Different ppm (tds) meters use different conversion factors. Most use .7 or .5 this probably explains the difference in your two meters assuming that they're both calibrated for their conversion scale. You can change the conversion scale so they match but you then have to calibrate with the proper solution.
That's why, technically speaking, EC is the better measurement. EC is the same although display can vary as you noticed. Some display EC in millisiemens (ms) and some use microsiemens (us) and the biggest difference is in the decimal placement and maybe some rounding.
ec-tds-conversions.jpg (167.37 KiB) Viewed 3171 times
Disclaimer: I still use HID and I'm NOT an LED expert. All of my LED knowledge is from other parties or research so I can't say from first hand experience one way or another. I also run a medical grow consulting business in SoCal.
That helps some but I'm still confused. From what I can tell I've been feeding heavy. But if I feed any less they show signs of deficiency. I keep my solution consistent depending on what stage of growth I'm in. Using my cheapo TDS meter the values are as follows:
I've found that with organic nutes like PBP plants like stronger solution and can deal with higher concentrations without burning. Even with a conversion factor of .7 my calculations show a very high EC for these values. For example, the EC for my full-flower nutes come out to 3.1. I know they say don't change anything if it works. But the numbers seem really high. Especially with the new meter. I want to get the most from my investment. I need the conversions to make sense. Its beginning to get very frustrating and I don't want to start from scratch to figure out what my nutriment totals should be.
Maybe some data will help with getting me on the right track. I just mixed some full-bloom nutes and took some readings.
Cheapo sunleaves TDS pen reads 2240ppm Hanna combo tester reads EC in uS rather than mS so that value is 2750. I also use CF of .5 for this meter. Hanna reading for TDS is 1376ppm.

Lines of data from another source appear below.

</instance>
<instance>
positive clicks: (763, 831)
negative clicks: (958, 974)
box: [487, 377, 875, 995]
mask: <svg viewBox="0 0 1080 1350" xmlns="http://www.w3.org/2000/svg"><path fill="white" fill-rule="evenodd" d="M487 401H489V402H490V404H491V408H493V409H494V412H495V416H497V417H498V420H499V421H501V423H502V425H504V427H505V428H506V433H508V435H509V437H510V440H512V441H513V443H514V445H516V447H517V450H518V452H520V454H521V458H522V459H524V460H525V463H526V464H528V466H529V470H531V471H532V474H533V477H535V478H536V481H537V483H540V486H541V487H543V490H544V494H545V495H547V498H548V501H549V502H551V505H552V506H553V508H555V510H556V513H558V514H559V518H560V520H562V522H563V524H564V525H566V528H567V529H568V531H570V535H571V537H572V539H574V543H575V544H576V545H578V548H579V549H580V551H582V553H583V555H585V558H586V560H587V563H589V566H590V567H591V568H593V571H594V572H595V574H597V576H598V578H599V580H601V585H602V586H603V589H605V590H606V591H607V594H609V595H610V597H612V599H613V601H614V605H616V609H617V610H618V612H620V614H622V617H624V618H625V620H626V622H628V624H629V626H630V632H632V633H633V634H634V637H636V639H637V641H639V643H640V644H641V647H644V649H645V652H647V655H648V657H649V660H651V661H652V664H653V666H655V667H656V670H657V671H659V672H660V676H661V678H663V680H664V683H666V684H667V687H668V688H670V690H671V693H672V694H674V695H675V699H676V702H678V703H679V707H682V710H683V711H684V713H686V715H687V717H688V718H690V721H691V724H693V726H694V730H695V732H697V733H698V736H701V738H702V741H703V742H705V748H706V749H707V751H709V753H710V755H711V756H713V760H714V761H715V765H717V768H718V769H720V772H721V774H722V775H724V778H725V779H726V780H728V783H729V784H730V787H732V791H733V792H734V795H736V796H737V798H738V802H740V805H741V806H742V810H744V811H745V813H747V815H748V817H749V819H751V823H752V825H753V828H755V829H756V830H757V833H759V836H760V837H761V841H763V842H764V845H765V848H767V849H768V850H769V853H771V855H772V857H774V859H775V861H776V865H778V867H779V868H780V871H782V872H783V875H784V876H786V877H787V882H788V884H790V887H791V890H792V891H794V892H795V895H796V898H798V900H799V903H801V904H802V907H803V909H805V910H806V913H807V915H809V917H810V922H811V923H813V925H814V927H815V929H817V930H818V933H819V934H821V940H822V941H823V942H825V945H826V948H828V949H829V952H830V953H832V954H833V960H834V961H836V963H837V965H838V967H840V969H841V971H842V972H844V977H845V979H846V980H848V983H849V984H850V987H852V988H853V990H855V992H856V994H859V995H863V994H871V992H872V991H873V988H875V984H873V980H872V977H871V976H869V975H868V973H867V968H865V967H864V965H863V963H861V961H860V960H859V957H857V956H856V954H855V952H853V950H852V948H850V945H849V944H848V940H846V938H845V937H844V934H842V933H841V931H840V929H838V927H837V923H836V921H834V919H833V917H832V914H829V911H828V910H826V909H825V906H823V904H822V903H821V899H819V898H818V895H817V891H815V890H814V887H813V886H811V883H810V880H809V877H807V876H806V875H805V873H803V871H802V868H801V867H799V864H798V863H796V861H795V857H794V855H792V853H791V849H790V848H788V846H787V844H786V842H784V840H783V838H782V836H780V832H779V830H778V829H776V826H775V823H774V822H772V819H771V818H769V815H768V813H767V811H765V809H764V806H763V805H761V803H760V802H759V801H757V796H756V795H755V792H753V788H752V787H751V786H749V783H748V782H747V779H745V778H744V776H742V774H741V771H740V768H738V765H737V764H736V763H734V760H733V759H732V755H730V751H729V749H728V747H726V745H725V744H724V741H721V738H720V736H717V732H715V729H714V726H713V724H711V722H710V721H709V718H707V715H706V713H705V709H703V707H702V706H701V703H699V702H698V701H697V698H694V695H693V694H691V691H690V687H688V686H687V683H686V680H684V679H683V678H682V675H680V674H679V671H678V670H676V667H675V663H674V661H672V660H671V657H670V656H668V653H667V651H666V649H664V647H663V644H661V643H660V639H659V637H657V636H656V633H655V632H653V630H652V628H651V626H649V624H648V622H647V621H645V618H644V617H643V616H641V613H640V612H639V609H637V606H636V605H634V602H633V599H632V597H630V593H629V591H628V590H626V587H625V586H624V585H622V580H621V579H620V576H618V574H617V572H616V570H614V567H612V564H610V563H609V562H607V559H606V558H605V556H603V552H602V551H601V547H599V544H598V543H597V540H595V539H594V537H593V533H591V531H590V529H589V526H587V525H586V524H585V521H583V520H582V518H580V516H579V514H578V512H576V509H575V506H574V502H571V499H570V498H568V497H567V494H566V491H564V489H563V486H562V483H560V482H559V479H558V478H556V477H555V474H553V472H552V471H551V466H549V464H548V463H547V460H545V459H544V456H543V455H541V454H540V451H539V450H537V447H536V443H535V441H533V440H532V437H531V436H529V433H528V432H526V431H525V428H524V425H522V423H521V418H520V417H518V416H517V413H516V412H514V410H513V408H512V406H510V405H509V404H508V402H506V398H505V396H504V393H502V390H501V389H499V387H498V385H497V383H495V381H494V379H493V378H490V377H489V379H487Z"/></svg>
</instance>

I believe that with these data points my accurate EC is 2.7 or 2.8. Please correct me if I'm wrong.
My other issue has to do with what relationship there is between my meters. Since I believe my cheapo meter uses a .7 conversion factor and the Hanna uses .5 the difference should be 20%. It checks out if you do the math.
I'm also confused about why the ppm readings are so far apart between meters. One says the tds is 2240ppm and the other says 1376ppm. That's a pretty big difference.
I think that your cheap .7 meter is just not accurate. When was the last time it was calibrated and how old is it? Have you ever tested with a predetermined EC test solution like Hanna's 1413us solution? If your other meter reads in ms and it's calibrated AND accurate it should read about 1.4 I'd guess..
Disclaimer: I still use HID and I'm NOT an LED expert. All of my LED knowledge is from other parties or research so I can't say from first hand experience one way or another. I also run a medical grow consulting business in SoCal.